What I could investigate is the following. The fault is located in cifs/connect.c: list_for_each(tmp, &GlobalTreeConnectionList) { cFYI(1, ("Next tcon")); tcon = list_entry(tmp, struct cifsTconInfo, cifsConnectionList); if (!tcon->ses || !tcon->ses->server) continue; old_ip = tcon->ses->server->addr.sockAddr.sin_addr.s_addr; <== here is the fault Disassemled code looks like that: fs/cifs/connect.c:1393 22d4: 48 85 c0 test %rax,%rax 22d7: 0f 84 ab 00 00 00 je 2388 <find_unc+0x105> 22dd: 48 8b 40 28 mov 0x28(%rax),%rax 22e1: 48 85 c0 test %rax,%rax 22e4: 0f 84 9e 00 00 00 je 2388 <find_unc+0x105> fs/cifs/connect.c:1397 22ea: f6 05 00 00 00 00 01 testb $0x1,0(%rip) # 22f1 <find_unc+0x6e> 22ec: R_X86_64_PC32 cifsFYI+0xfffffffffffffffb fs/cifs/connect.c:1396 22f1: 8b 58 44 mov 0x44(%rax),%ebx fs/cifs/connect.c:1397 It is clear that the fault occures during dereference of tcon->ses->server->addr.sockAddr.sin_addr.s_addr, which is at offset 0x44 in struct TCP_Server_Info. Register %rax contains poisoned value 0x5a5a5a5a5a5a5a5a (which is a value of tcon->ses->server pointer) it means that structure cifsSesInfo is already invalid. tcon->ses->server is mistakenly freed somewhere or not set to NULL?
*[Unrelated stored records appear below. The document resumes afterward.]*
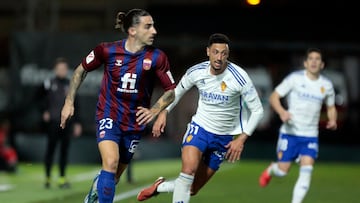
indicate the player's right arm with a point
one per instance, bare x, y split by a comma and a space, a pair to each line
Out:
68, 109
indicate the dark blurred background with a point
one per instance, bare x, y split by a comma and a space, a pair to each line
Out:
268, 40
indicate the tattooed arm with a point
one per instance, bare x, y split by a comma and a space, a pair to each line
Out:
68, 109
145, 116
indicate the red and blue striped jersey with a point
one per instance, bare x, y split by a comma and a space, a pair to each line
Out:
128, 80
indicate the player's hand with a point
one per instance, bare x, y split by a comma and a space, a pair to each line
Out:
331, 125
235, 147
144, 115
66, 113
159, 124
77, 130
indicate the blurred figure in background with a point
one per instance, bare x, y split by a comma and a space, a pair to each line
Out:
306, 90
8, 155
54, 91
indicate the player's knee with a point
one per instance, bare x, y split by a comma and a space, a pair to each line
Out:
188, 171
193, 192
110, 165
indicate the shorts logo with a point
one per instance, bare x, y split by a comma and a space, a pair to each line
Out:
90, 57
133, 146
102, 134
147, 64
118, 62
189, 138
322, 90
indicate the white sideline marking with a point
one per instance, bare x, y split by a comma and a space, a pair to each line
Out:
131, 193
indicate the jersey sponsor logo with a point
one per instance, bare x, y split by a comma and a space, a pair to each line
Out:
147, 64
223, 86
90, 57
213, 97
118, 62
128, 83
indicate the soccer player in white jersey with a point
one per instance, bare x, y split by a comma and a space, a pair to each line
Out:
306, 91
220, 126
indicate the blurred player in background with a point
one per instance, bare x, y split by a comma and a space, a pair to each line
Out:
306, 90
220, 126
132, 67
54, 91
8, 155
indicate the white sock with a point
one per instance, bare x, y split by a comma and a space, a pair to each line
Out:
276, 171
302, 184
182, 188
167, 186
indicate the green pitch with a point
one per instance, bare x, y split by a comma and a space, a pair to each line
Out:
234, 183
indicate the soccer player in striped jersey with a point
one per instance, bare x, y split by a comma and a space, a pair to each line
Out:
219, 128
132, 66
306, 91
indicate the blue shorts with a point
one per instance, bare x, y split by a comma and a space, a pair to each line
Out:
290, 147
211, 145
127, 141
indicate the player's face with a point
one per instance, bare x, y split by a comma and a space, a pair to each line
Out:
145, 30
218, 54
314, 63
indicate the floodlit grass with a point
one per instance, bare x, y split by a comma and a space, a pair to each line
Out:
234, 183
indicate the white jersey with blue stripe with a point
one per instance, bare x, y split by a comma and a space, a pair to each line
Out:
221, 108
305, 98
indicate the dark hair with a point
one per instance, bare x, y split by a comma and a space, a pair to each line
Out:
60, 60
218, 38
131, 18
312, 49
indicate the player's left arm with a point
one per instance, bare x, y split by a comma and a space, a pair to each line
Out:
235, 148
332, 116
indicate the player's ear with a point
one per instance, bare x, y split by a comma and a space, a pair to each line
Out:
132, 31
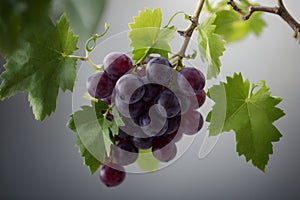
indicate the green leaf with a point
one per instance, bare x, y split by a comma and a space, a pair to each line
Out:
229, 23
146, 161
88, 124
88, 159
211, 46
249, 114
41, 67
94, 133
232, 28
17, 18
147, 37
84, 16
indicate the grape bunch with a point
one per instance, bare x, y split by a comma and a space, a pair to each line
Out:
156, 103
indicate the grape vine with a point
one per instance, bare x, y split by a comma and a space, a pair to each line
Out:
142, 104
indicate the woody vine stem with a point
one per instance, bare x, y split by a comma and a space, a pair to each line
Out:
279, 10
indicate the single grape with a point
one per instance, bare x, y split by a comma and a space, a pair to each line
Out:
123, 136
152, 123
185, 103
164, 149
173, 124
124, 153
100, 85
143, 143
201, 96
191, 122
141, 71
130, 110
129, 89
175, 137
117, 64
152, 90
160, 71
107, 100
168, 103
112, 175
190, 80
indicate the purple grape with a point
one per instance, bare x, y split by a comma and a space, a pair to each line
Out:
123, 136
107, 100
124, 153
175, 137
129, 89
160, 71
117, 64
141, 72
100, 85
191, 122
152, 90
185, 103
152, 123
112, 175
164, 149
173, 124
190, 80
168, 102
201, 97
143, 143
130, 110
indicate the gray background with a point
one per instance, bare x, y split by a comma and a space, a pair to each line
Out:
39, 160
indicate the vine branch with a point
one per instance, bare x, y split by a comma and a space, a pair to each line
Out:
279, 10
189, 31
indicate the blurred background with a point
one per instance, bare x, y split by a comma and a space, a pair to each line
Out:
39, 159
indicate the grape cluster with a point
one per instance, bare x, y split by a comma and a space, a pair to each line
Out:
157, 105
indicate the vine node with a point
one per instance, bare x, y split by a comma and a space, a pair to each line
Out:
279, 10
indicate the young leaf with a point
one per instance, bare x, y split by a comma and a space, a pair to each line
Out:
93, 131
249, 114
147, 37
229, 23
41, 67
232, 28
88, 159
211, 46
84, 16
146, 161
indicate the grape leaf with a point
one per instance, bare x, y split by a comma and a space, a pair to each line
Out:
229, 23
41, 67
146, 161
147, 37
210, 45
249, 114
84, 16
232, 28
17, 18
94, 132
88, 158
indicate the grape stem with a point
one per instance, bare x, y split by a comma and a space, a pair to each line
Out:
187, 34
88, 60
279, 10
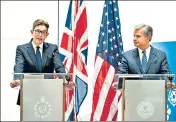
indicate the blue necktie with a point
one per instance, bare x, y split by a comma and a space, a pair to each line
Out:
144, 61
39, 58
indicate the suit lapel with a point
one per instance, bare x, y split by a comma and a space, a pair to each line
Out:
151, 58
31, 53
45, 54
137, 59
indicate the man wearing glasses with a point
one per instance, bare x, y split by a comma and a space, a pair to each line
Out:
37, 56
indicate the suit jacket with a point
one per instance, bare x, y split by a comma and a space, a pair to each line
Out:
26, 61
131, 64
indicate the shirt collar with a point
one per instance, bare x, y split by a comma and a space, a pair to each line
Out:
147, 50
41, 45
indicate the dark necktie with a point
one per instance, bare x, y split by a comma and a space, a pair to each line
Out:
39, 58
144, 61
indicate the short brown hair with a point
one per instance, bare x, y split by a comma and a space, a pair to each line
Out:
40, 22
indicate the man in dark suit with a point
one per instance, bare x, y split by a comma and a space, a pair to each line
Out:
37, 56
144, 59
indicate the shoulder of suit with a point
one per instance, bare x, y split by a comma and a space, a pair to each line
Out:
23, 45
130, 51
50, 44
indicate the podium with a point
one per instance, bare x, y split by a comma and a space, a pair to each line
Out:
42, 97
144, 96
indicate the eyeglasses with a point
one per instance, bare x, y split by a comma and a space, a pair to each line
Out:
39, 31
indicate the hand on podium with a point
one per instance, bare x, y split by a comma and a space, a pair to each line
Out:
70, 85
15, 83
170, 85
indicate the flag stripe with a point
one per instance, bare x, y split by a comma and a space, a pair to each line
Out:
109, 50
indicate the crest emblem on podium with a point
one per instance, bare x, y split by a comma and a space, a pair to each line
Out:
172, 97
145, 109
42, 109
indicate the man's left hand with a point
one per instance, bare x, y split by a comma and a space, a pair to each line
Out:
70, 85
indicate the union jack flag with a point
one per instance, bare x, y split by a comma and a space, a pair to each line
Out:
73, 52
108, 55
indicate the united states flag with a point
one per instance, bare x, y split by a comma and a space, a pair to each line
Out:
108, 55
73, 52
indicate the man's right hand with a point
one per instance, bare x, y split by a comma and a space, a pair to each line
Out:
14, 84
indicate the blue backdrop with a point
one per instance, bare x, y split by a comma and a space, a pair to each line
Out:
170, 49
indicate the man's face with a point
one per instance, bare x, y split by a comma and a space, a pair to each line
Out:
140, 40
39, 34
Last night we moved the server out of vserver environment and we have near 40 cifs mounts inside it. No faults, no errors, no oops'es. I think this corruption is related somehow to vserver patch. We must close this bug because it is not CifsVFS issue but vserver's.
We moved to the non-vserver kernel and we have near 40 cifs mounts. After one day we got kernel OOPS with the same message and trace. This is not vserver issue and it looks like reference counting/locking problem. So, reopening the bug.
At last here are the steps to reproduce the failure. Tested on kernels 2.6.26-bpo.1-amd64, 2.6.26-bpo.1-vserver-amd64 and 2.6.24-bpo.1-amd64 and 2.4.18-amd64 from backports and Debian. We also tested CentOS kernel kernel-2.6.18-92.el5 for AMD64 with the same result. 1. Mount 20-30 cifs shares to the SAME SAMBA/cifs server using mount.cifs(8). 2. Start to unmount the shares using umount(8). 3. After third or fifth umount the kernel will oops and continue to oops on cifs:cifs_show_options() untill completely hangs.
Is this reproducible on current mainline kernels (from either Steve F's or Linus git tree?). I think you may be running across some refcounting bugs that were in earlier code. I believe them to be fixed in mainline kernels now.
This should be fixed in current 2.6.27.stable and later kernels. There were refcounting problems with the cifs mount code which are better now.